Le système d’Amazon attribuait des notes aux candidats allant de 1 à 5. Mais les modèles de machine learning au cœur du système étaient entraînés à partir de 10 ans de CV envoyés à Amazon – la majorité d'entre eux envoyés par des hommes. À cause des données utilisées pour l’apprentissage, le système a commencé à pénaliser les phrases dans les CV qui contenaient le mot « femmes » et a même rabaissé la notation des candidats venant d’universités réservées aux femmes. À l’époque, Amazon a indiqué que l’outil n’avait jamais été utilisé par ses recruteurs pour évaluer les candidats. L’entreprise a tenté de le modifier pour le rendre neutre, mais a finalement estimé qu’elle était dans l’impossibilité de garantir que le logiciel n’apprendrait pas d’autres façons discriminatoires de trier les candidats et a mis fin au projet.
Les applications analytiques de Target qui violaient la vie privée
En 2012, un projet analytique du géant de la distribution Target a illustré jusqu’où les entreprises pouvaient aller dans la connaissance de leurs clients à partir de leurs données. Selon le New York Times, en 2002 le département marketing de Target a commencé à se demander s’il était possible de déterminer les clientes qui sont enceintes. Cette demande a débouché sur un projet d’analyse prédictive, devenu célèbre pour avoir conduit l’enseigne à révéler par inadvertance à la famille d’une adolescente que celle-ci était enceinte. Ce cas a ensuite nourri une profusion d’articles et de blogs marketing, mentionnant l’incident pour illustrer des conseils afin d’éviter les dérives. Le département marketing de Target voulait identifier les femmes enceintes, car durant certaines périodes de la vie, notamment la grossesse, les individus ont de fortes chances de modifier radicalement leurs habitudes de consommation. Si Target pouvait cibler les clients dans une telle période, il pourrait par exemple cultiver de nouveaux comportements chez ces derniers, en les incitant par exemple à venir dans ses magasins pour leurs achats alimentaires, de vêtements ou d’autres biens.

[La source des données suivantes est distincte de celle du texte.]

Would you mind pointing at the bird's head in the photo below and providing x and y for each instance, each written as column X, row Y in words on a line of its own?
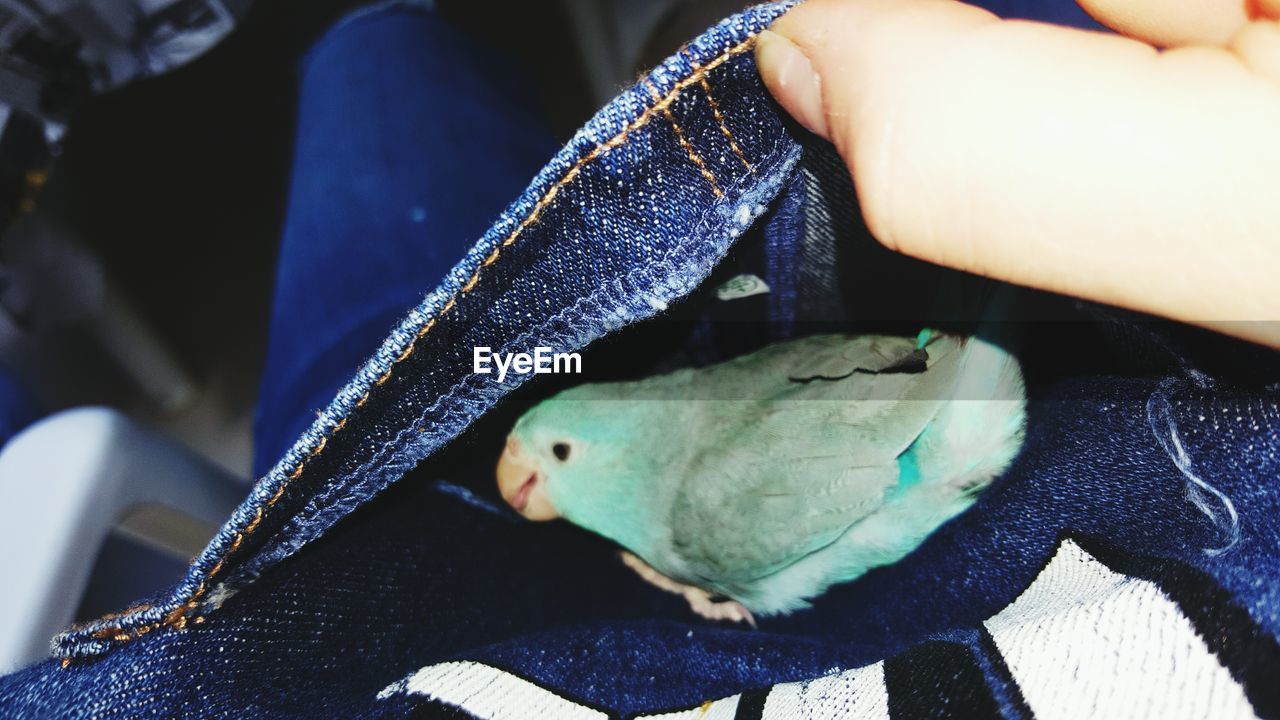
column 544, row 451
column 576, row 455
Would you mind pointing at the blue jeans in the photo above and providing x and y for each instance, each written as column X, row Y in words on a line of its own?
column 371, row 574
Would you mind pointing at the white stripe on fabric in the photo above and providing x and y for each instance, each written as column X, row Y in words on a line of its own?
column 1084, row 641
column 723, row 709
column 855, row 693
column 489, row 693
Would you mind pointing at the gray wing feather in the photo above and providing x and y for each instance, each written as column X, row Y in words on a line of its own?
column 795, row 472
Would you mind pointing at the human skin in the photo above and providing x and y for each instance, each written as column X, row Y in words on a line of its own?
column 1139, row 169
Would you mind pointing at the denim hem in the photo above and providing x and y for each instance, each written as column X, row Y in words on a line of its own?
column 620, row 123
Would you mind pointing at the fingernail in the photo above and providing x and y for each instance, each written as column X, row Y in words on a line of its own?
column 790, row 77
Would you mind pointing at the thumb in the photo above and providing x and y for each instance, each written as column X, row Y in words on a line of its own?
column 1068, row 160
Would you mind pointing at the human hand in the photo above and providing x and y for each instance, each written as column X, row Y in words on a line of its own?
column 1077, row 162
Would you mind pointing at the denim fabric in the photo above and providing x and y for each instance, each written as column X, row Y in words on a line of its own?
column 626, row 235
column 396, row 112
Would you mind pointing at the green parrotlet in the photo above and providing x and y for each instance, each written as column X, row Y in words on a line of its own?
column 753, row 486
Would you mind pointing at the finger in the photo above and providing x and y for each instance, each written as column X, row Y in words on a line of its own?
column 1174, row 22
column 1069, row 160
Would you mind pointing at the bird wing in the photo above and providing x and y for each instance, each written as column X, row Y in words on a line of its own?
column 795, row 472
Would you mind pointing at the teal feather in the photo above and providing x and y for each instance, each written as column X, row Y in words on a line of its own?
column 775, row 475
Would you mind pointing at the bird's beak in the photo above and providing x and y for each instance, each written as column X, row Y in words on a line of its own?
column 521, row 483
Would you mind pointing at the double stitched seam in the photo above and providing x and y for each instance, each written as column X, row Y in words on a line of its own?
column 178, row 618
column 716, row 112
column 684, row 141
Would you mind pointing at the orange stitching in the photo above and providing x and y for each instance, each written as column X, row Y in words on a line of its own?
column 684, row 142
column 178, row 616
column 716, row 110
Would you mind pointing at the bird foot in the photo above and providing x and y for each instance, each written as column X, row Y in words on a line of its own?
column 700, row 601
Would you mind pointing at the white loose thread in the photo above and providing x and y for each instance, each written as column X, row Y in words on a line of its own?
column 1201, row 493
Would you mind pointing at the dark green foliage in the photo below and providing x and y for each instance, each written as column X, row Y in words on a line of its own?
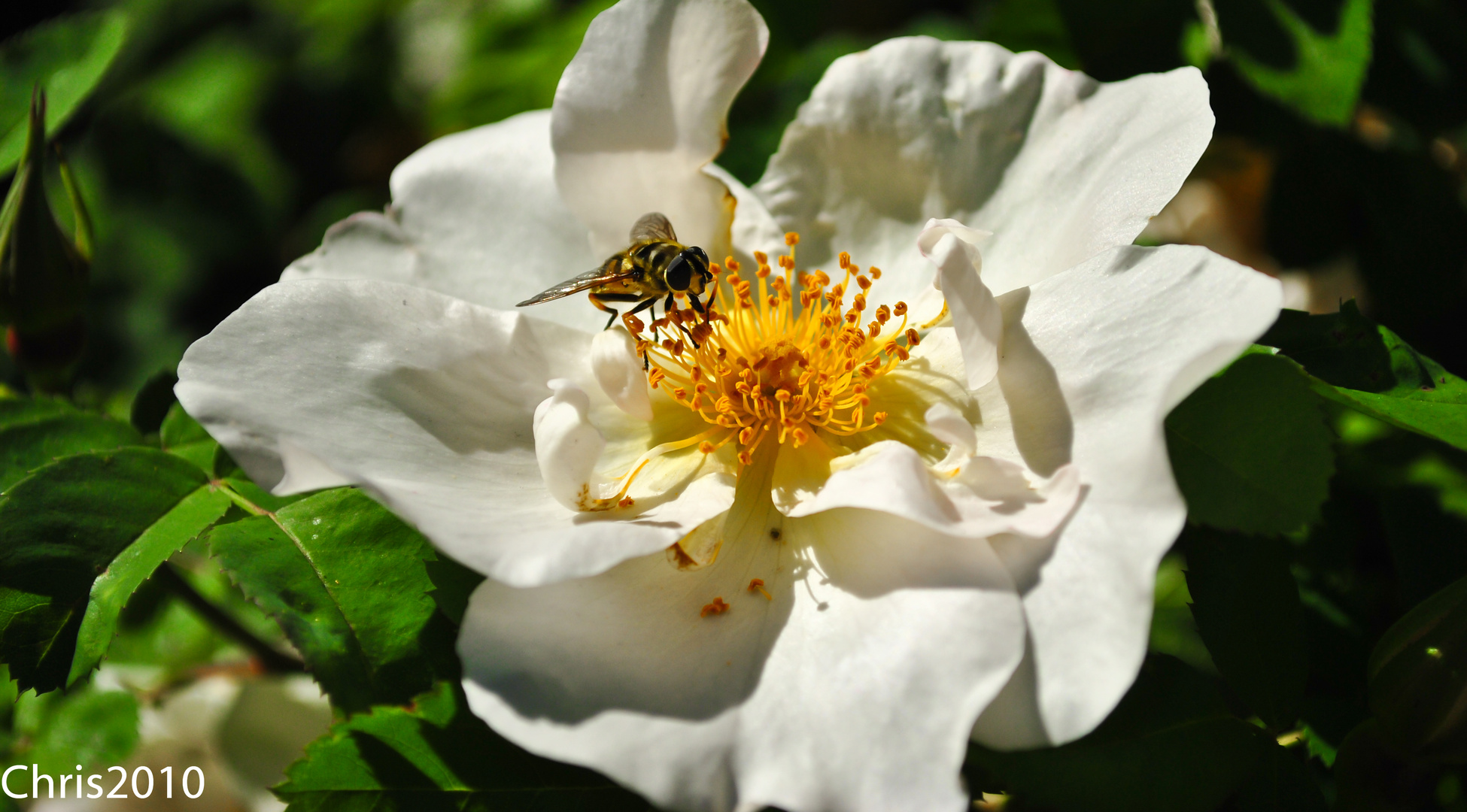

Comme d’autres gros distributeurs, Target collectait des données sur ses clients par le biais de codes d’achats, des cartes de crédit, d’enquêtes et autres. L’enseigne a croisé ces données avec des données démographiques et des données achetées auprès de tierces parties. En combinant toutes ces données, l’équipe analytique de Target a pu déterminer qu’environ 25 produits vendus par le groupe pouvaient être rapprochés pour générer un score « prédictif de grossesse ». Le département marketing pouvait ensuite s’adresser aux clientes avec un score élevé en leur envoyant des coupons de réduction et des messages ciblés. Une étude supplémentaire aurait révélé qu’étudier le statut reproductif des clients pouvait être mal perçu par certains d’entre eux. Selon le Times, l’entreprise n’a pas renoncé à son marketing ciblé, mais elle a commencé à y inclure des publicités pour des produits dont elle sait qu’ils ne sont pas achetés par les femmes enceintes – affichant par exemple des publicités pour des tondeuses à gazon à côté de publicités pour des couches – afin que la sélection de produits présentée paraisse aléatoire au client.